In terms of wages, average hourly earnings are expected to increase by 0.3% this month, up 4% from the same period last year. The annual data is the same as in September, further supporting the view that inflation is sticky but not accelerating.
Regardless of the outcome, the market may choose to read the report carefully since so many one-time hits dampen hiring.
“The top-line numbers may be a little noisy, but I think they’re enough to continue to establish that the soft landing is intact and that the U.S. economy is still in good shape,” Aron added.
Monetary losses from hurricanes could reach historic levels, and Boeing strike 33,000 workers have lost their jobs.
Goldman Sachs estimates that Helen could reduce employment by as much as 50,000 people, although Hurricane Milton may occur too late to affect employment numbers in October. Goldman Sachs added that the Boeing strike, meanwhile, could lead to a loss of 41,000 jobs in total employment, which is expected to increase by 95,000.
The data is already solid
However, the closely watched jobs report showed that hiring continued apace and layoffs were low despite the damage from the storms and strikes.
payroll processing company ADP Report of the Week Private businesses hired 233,000 new workers in October, well above expectations, while initial jobless claims fell to 216,000, the lowest level since late April.
Still, the White House estimates these events could cumulatively result in a loss of as much as 100,000 jobs. “These disruptions will make this month’s jobs report harder to read than usual,” Council of Economic Advisers Chairman Jared Bernstein said on Wednesday.
Employment data has generally been noisy in the post-COVID world.
Earlier this year, the U.S. Bureau of Labor Statistics announced benchmark revisions 818,000 fewer people than the previous count For the 12-month period ending March 2024.
“This report will reinforce the big picture that the labor market is still growing. But the fact is, it’s growing, but it’s slowing,” said Julia Pollak, chief economist at ZipRecruiter. “Growth is slowing. , and also become more concentrated in a few industries.”
The main areas of job creation this year are government, health care, and leisure and hospitality.
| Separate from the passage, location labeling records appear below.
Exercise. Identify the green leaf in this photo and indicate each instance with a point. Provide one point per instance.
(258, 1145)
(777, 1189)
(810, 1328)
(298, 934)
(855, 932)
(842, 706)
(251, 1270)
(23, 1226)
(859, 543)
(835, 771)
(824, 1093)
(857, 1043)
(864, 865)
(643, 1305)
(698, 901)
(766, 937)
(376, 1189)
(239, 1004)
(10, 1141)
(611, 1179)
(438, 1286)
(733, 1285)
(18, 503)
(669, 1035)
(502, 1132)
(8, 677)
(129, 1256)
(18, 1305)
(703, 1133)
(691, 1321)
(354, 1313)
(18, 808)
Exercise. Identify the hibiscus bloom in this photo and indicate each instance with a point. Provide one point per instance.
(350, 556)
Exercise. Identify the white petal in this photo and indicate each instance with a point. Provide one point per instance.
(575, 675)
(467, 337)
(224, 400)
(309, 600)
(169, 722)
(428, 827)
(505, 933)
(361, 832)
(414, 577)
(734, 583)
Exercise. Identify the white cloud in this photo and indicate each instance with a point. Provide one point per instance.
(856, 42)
Pollak said that’s still the case, especially in health care, while ZipRecruiter is also seeing greater interest in technology and related businesses like finance and insurance.
However, she said the overall picture is that the market is slowing and will need help from the Federal Reserve to cut interest rates to stem the decline.
“Job growth has been below pre-pandemic averages over the past two quarters, and job growth has been unusually narrowly distributed,” Pollack said. “This has had a real impact on job seekers and workers who feel they have leverage. Weakened, many of them are struggling to find acceptable jobs. So I do think the Fed’s focus should be firmly on the labor market.